The revival of Irish dancing in the late 19th century was, moreover, the work of the Irish diaspora. The very first céilí was held, not in Ireland, but in London's Bloomsbury Hall, organised by the Gaelic League's London branch in 1897 and inspired by the example of a similar revival in Scottish dance. By then, Irish dancing in America had already become interwoven with the emergence of commercial show business. The scenes in Riverdance where Irish and African-American dancers swap steps has a basis in reality. The founding father of Broadway, George M. Cohan (parental name Keohane), came from a family of Irish musicians and dancers, and the affinity between tap and Irish hard-shoe footwork is obvious enough.

This mix of local and international influences, slightly kitschy diaspora Celtic revivalism and hard-nosed commercial showbiz is the Irish dancing tradition, at least insofar as dance performance is concerned. Riverdance doesn't just reflect that tradition, though. It also draws on an even more promiscuous range of sources. It was shaped by everything from the sublime to the ridiculous, from the 1989 Yeats Festival at the Abbey, where Whelan, piper Davy Spillane and percussionist Noel Eccles first worked together in a theatrical context, to the Eurovision Song Contest (the show, of course, started life as an interval act for the Eurovision in 1994), and from Moving Hearts to the Seville Expo of 1992, where Whelan first worked with Flatley, Butler and flamenco dancer María Pagés.

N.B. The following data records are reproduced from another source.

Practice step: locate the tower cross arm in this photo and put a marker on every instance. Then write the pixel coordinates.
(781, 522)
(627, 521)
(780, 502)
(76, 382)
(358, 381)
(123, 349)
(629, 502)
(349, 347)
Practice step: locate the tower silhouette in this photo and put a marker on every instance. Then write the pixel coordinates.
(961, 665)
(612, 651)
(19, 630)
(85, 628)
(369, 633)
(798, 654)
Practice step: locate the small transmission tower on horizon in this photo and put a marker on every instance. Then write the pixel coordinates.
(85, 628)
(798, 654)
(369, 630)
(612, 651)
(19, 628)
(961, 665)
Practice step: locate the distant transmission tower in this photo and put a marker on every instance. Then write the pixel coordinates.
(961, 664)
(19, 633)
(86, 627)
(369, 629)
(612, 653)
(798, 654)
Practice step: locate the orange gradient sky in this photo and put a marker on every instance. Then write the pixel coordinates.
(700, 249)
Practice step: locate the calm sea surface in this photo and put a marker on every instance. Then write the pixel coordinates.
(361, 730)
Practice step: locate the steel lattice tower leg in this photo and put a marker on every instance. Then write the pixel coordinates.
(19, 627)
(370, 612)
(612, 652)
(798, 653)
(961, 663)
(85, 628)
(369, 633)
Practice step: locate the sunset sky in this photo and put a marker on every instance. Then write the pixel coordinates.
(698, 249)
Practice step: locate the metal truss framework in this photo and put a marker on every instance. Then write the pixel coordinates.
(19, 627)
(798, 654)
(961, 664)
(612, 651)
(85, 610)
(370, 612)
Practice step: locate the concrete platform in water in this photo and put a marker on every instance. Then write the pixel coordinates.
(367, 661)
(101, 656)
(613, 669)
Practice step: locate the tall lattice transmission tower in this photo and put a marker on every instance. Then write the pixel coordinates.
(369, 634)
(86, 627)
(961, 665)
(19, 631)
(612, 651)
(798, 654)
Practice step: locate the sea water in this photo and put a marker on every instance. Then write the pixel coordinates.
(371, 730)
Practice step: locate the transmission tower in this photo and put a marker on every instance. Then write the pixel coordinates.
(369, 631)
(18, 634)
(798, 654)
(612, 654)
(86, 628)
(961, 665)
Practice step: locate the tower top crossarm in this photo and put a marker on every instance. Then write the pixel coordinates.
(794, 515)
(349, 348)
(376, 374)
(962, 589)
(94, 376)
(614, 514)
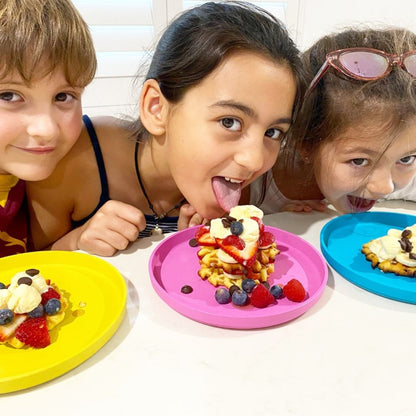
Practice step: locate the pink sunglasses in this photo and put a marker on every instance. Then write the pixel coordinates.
(365, 64)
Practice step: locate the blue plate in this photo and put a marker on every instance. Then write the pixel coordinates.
(341, 241)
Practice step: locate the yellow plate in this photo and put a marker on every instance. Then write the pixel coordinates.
(97, 299)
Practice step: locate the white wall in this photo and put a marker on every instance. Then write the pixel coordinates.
(124, 29)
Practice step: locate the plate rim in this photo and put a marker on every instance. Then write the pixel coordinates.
(385, 288)
(252, 322)
(52, 370)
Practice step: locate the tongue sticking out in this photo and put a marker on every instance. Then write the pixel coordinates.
(227, 193)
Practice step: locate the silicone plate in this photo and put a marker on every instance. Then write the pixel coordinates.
(341, 241)
(97, 297)
(174, 263)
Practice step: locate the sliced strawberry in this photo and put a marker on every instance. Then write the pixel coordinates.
(246, 256)
(266, 239)
(6, 331)
(34, 332)
(261, 297)
(51, 293)
(234, 240)
(294, 290)
(260, 223)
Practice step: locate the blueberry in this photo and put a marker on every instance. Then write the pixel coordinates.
(52, 306)
(222, 295)
(233, 288)
(6, 316)
(236, 228)
(248, 285)
(276, 291)
(239, 297)
(37, 312)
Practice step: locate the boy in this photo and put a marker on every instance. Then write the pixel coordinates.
(47, 57)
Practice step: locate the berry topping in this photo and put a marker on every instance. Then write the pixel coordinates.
(294, 290)
(34, 332)
(37, 312)
(222, 295)
(239, 297)
(266, 239)
(248, 285)
(236, 228)
(276, 291)
(261, 297)
(6, 316)
(235, 241)
(52, 306)
(51, 293)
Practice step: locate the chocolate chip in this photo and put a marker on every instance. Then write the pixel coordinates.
(25, 280)
(187, 289)
(193, 242)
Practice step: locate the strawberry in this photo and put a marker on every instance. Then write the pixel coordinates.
(294, 290)
(261, 297)
(34, 332)
(8, 330)
(203, 237)
(49, 294)
(266, 239)
(245, 256)
(234, 240)
(260, 223)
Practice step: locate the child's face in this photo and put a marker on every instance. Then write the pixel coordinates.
(353, 172)
(38, 124)
(226, 131)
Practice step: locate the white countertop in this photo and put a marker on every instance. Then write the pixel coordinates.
(353, 353)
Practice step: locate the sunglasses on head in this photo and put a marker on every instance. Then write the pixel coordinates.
(365, 64)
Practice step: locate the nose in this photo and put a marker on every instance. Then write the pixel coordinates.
(42, 126)
(251, 153)
(380, 183)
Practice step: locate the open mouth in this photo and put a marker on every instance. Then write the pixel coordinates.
(358, 204)
(227, 191)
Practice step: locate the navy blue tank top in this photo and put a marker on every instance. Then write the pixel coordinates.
(167, 224)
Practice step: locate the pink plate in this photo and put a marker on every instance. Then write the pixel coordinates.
(174, 264)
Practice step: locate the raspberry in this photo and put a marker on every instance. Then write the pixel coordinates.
(294, 290)
(261, 297)
(51, 293)
(34, 332)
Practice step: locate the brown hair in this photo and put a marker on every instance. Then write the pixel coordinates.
(339, 102)
(196, 42)
(45, 34)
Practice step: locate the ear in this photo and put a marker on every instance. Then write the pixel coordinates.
(153, 108)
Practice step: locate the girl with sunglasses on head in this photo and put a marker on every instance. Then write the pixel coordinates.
(354, 140)
(217, 100)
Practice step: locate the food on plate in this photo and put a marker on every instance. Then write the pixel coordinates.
(30, 306)
(394, 252)
(236, 247)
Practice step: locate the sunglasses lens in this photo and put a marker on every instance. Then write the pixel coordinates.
(364, 64)
(410, 64)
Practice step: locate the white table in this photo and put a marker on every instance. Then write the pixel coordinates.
(353, 353)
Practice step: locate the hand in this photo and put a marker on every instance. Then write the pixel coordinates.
(188, 217)
(112, 228)
(308, 205)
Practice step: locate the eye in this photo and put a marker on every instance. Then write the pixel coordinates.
(9, 96)
(407, 160)
(64, 97)
(231, 124)
(273, 133)
(359, 162)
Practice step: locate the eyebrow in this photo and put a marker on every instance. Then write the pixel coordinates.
(248, 111)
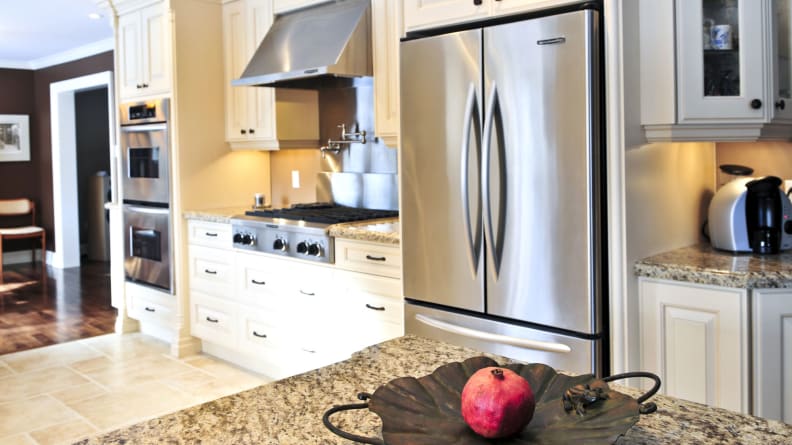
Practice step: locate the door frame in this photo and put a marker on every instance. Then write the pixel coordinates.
(64, 161)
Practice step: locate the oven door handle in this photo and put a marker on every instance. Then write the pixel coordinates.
(149, 210)
(497, 338)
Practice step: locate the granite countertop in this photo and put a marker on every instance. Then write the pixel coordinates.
(221, 215)
(704, 265)
(290, 411)
(384, 230)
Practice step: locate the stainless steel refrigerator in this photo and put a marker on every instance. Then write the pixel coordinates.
(502, 210)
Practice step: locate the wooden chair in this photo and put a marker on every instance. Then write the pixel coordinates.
(17, 207)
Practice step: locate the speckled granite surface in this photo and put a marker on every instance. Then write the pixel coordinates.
(220, 215)
(379, 230)
(704, 265)
(290, 411)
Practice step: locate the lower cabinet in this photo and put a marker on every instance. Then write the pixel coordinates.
(281, 316)
(696, 338)
(772, 350)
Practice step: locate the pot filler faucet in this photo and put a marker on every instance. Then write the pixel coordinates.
(358, 136)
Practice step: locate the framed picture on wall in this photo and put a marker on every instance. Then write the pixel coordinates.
(14, 137)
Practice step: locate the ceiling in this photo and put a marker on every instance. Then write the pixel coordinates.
(39, 33)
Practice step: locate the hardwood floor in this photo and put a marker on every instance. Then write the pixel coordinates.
(40, 308)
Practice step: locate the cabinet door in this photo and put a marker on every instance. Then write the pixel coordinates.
(782, 60)
(696, 339)
(772, 343)
(129, 70)
(155, 55)
(236, 57)
(721, 68)
(386, 31)
(261, 100)
(419, 14)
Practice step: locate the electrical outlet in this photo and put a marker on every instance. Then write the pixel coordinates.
(295, 179)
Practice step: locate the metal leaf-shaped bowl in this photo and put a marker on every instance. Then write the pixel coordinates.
(426, 411)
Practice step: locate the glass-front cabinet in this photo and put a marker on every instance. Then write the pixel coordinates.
(730, 65)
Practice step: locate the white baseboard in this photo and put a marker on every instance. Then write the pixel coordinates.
(23, 256)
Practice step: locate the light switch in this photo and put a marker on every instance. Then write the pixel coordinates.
(295, 179)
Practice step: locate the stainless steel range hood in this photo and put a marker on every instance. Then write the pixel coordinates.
(324, 46)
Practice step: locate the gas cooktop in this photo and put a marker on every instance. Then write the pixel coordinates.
(323, 213)
(298, 231)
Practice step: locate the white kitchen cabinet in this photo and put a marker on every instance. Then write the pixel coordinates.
(386, 31)
(144, 46)
(715, 69)
(772, 348)
(695, 338)
(261, 118)
(422, 14)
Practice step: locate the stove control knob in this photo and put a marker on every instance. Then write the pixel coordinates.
(279, 244)
(302, 247)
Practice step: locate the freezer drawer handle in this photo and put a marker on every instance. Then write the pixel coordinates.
(505, 339)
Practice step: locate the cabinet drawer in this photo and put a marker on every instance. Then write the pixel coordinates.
(373, 258)
(213, 319)
(148, 305)
(210, 234)
(211, 270)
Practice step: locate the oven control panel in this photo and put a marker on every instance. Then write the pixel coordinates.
(284, 240)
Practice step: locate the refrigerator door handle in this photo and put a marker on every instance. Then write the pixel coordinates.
(486, 148)
(471, 111)
(498, 338)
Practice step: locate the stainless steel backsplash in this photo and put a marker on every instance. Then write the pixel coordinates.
(360, 175)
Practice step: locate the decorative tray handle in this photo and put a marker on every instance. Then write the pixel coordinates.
(349, 407)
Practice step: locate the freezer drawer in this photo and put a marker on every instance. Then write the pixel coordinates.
(561, 352)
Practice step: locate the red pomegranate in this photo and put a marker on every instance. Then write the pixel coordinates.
(497, 402)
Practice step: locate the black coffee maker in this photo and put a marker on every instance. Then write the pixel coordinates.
(766, 212)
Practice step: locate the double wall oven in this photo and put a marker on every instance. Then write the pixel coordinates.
(145, 146)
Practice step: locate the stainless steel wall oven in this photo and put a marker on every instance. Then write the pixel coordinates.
(145, 148)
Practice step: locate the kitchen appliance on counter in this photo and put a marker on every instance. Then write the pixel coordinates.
(751, 215)
(299, 231)
(145, 154)
(502, 216)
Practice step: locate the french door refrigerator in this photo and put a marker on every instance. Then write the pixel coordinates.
(502, 210)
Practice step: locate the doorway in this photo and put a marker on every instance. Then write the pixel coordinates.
(64, 161)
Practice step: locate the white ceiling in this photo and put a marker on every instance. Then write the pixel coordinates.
(39, 33)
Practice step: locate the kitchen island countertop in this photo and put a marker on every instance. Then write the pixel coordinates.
(702, 264)
(290, 411)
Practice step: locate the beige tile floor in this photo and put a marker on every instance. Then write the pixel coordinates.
(61, 393)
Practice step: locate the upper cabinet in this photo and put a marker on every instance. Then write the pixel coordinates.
(259, 117)
(715, 69)
(386, 31)
(144, 47)
(422, 14)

This is what show business at its best can do. Riverdance has more in common with a Broadway musical than with a céilí, and Broadway works well when it manages to suck in different energies and hold them together on stage for two hours. Did Riverdance suck energy from the older, subtler, more local world of traditional Irish music? Undoubtedly. But what's just as important is that the tradition more than held its own in the hurly-burly of a big brash show. Along with Flatley's leather trousers and the clattering chorus lines, the most memorable image of that opening night at The Point was the hush when the wonderful sean-nós singer, Áine Uí Cheallaigh, stood forward and sang A Chumaraigh Aoibhinn, giving voice to a music so powerful and complex that it defies all the additional adornments of showbiz.

This side of Riverdance, the way it took its traditional elements on their own terms, was made far more evident by contrast with the testosterone-fuelled crassness of Flatley's Lord of the Dance. Flatley, indeed, can justly claim to have bestowed a double benefit on Riverdance. He launched it in the first place, with his barnstorming, charismatic presence. And then, with Lord of the Dance, he reminded everyone how relatively subtle and sensitive it was.

RIVERDANCE DIDN'T JUST draw from the tradition, however. Ten years ago, it would have been difficult to predict with any confidence that Irish dancing as an art form had a long-term future. As a social pastime, especially for young girls, it probably had a firm enough foothold in Ireland and among the diaspora. Set dancing, with its elegant and convivial atmosphere, would have continued to compete for the affections of those too pooped to pop, too old to rock'n'roll. But the notion that Irish dancing could be, in the 21st century, an arena for high-level professional performers and choreographers would have seemed absurd.

A decade on, it's a realistic prospect. By the late 1990s, the Irish Dancing Commission had well more than 1,000 registered teachers in Ireland, North America, England, Scotland, Wales, Australia, New Zealand, Argentina and even Africa. Hundreds of young dancers, who previously would have done the circuit of competitions and then moved on to real life, have worked as highly skilled professionals in Riverdance, Lord of the Dance and the various imitations that sprung up in their wake. Some of the skills developed through Riverdance are already feeding back in to the creation of a new generation of dancers. Jean Butler is currently working at the Irish World Music Centre at the University of Limerick and this week released an educational DVD, Jean Butler's Irish Dance.

Much of this energy will inevitably fade if and when Riverdance finally winds down. But if even 1 per cent of those who have been drawn into the stream are carried along on the current towards a long-term creative involvement, Irish dancing will be a viable and potentially vibrant art form in the 21st century. For those of us who spent our childhood years regarding Irish dancing as a form of ritual humiliation that gave joy only to masochists, that notion is almost as breathtaking as Michael Flatley's entrance in 1995.